The title itself tells us much about his view of moral responsibility for one’s actions. Murderers, like the rest of us, habitually dissociate themselves from their actions, as if the “knife” that killed their victims acted on its own magical impulse. Although the author does not suggest he has any religious belief his attitude is completely in accord with Catholic teaching: we have to own up to our moral failings; it is only by doing this that we can be healed.
“Psychobabble”, as defined by Dalrymple, is “the use of confessional language in which nothing is confessed, a way of talking about oneself without revealing anything.” This tells us everything about the moral self-indulgence of society, which traps people (especially those who have committed flagrant crimes) in their own failures and sins from which they cannot be released because they are “victims” of their circumstances.
Dalrymple provides an amusing anecdote to illustrate this: a serial burglar once asked him if his crimes had anything to do with his childhood: “Absolutely nothing whatever”, he replied.

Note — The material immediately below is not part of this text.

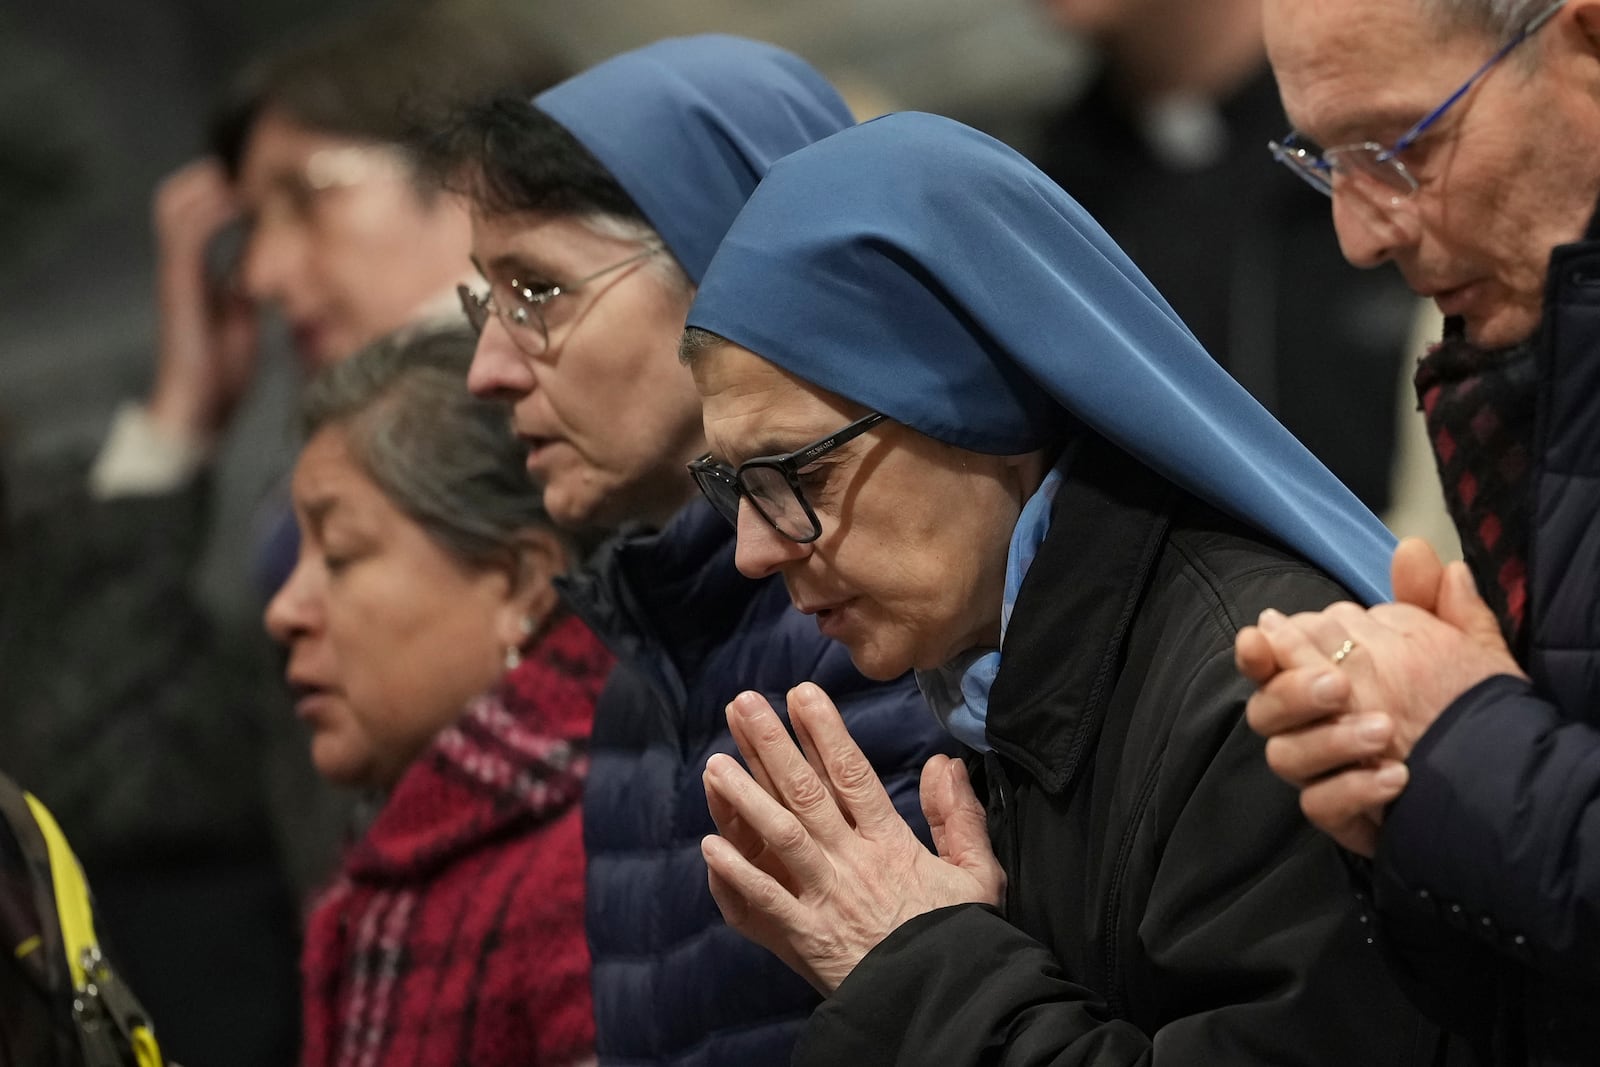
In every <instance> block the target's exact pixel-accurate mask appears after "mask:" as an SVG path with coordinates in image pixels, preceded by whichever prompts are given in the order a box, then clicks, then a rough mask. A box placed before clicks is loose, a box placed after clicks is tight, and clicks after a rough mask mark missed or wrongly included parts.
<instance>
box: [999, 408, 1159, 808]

The answer took the burglar aback. “Why did I do it, then?” he asked. “Because you’re lazy and stupid and want things that you won’t work for.” To his credit, the burglar laughed, realising he had been rumbled and implicitly acknowledging the truth of what Dalrymple had said.
Not all prisoners were capable of accepting the truth about their behaviour. Some of them, the author observes, were so “well-defended, as psychotherapists put it, against the assaults of truth” that they would explode if spoken to in an honest and straightforward way.
Again, the author is surely right in his comment that our society’s hysterical fear of paedophilia is linked to “neglect, overindulgence and violence” in the way children are raised today.
It is only in reading a book like this, with its mordant humour and its remorseless honesty, that one comes to see how far we have fallen in our society from a robust understanding of human nature and of our personal responsibility. Alongside Dalrymple’s honesty, he can also show genuine as opposed to fake, understanding and sympathy for the prisoners: “It is disconcerting to find oneself liking a person who has strangled someone with his bare hands, but this happened to me often in my career as a psychiatrist and prison doctor”, he observes.